Cheval miniaturisé
J’écris pour mentionner que je n’ai pas grand-chose à écrire, aucun sujet sur quoi divaguer. Le plus excitant ces jours-ci est de savoir si j’aurai un retour d’impôt ou non, ce qui affectera grandement ma décision lors du vote aux élections. Si je dois de l’argent au gouvernement, c’est qu’il est temps de changer de régime. Pas plus fou qu’un autre le gars !

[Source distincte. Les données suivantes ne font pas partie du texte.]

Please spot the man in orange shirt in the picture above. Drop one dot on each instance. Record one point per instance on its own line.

Je me dois aussi de parler de ma doudou, la seule qui a su traverser les 20 ans de ma jeune vie à mes cotés. Elle a su essuyer mes larmes, me servir d’oreiller dans mes moments solitaires et même de papier cul dans d’autres moments plus rock & roll. Si je parviens à me reproduire et donner naissance à une créature uniforme, il est certain que ma doudou lui sera donnée, gage d’amour et seul héritage, patrimoine de ma vie. Sois-dit en passant, je cherche un restaurateur de doudou qui saura préserver ses fibres pour les enfants de mes enfants, les entrailles de leurs entrailles.

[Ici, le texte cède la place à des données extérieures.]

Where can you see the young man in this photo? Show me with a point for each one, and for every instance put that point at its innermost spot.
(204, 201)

Donc quand j’ai surpris mon petit chat à exercer une pression de ses deux petites pattes avants contre la douceur de ma doudou, action que les chats font lorsqu’ils sont foutrement heureux ou qu’ils titillent la mamelles de leur moman, j’ai perçu le geste comme touchant. Je ne pouvais quitter mon regard de ce moment émerveillant qui se rapproche du moment où un père voit son petit garçon planter un clou pour la première fois, finissant souvent par un pouce enflé.
Plus il palpait ma doudou, plus il ronronnait de bonheur. Plus il palpait ma doudou, plus il semblait vouloir se rapprocher d’elle. Plus il palpait ma doudou, plus il semblait la mettre en boule et y fusionner. Plus il palpait ma doudou, plus il faisait aller ses hanches de haut en bas. Plus il palpait ma doudou, plus fort la tape qu’il recevrait …
BANG !
- Hey Duff, c’est ma doudou et il n’est pas question que tu te dépucèles sur cet amas de tissu, sois un homme, un vrai.
Pauvre petit chat, il était bandé comme un cheval miniaturisé.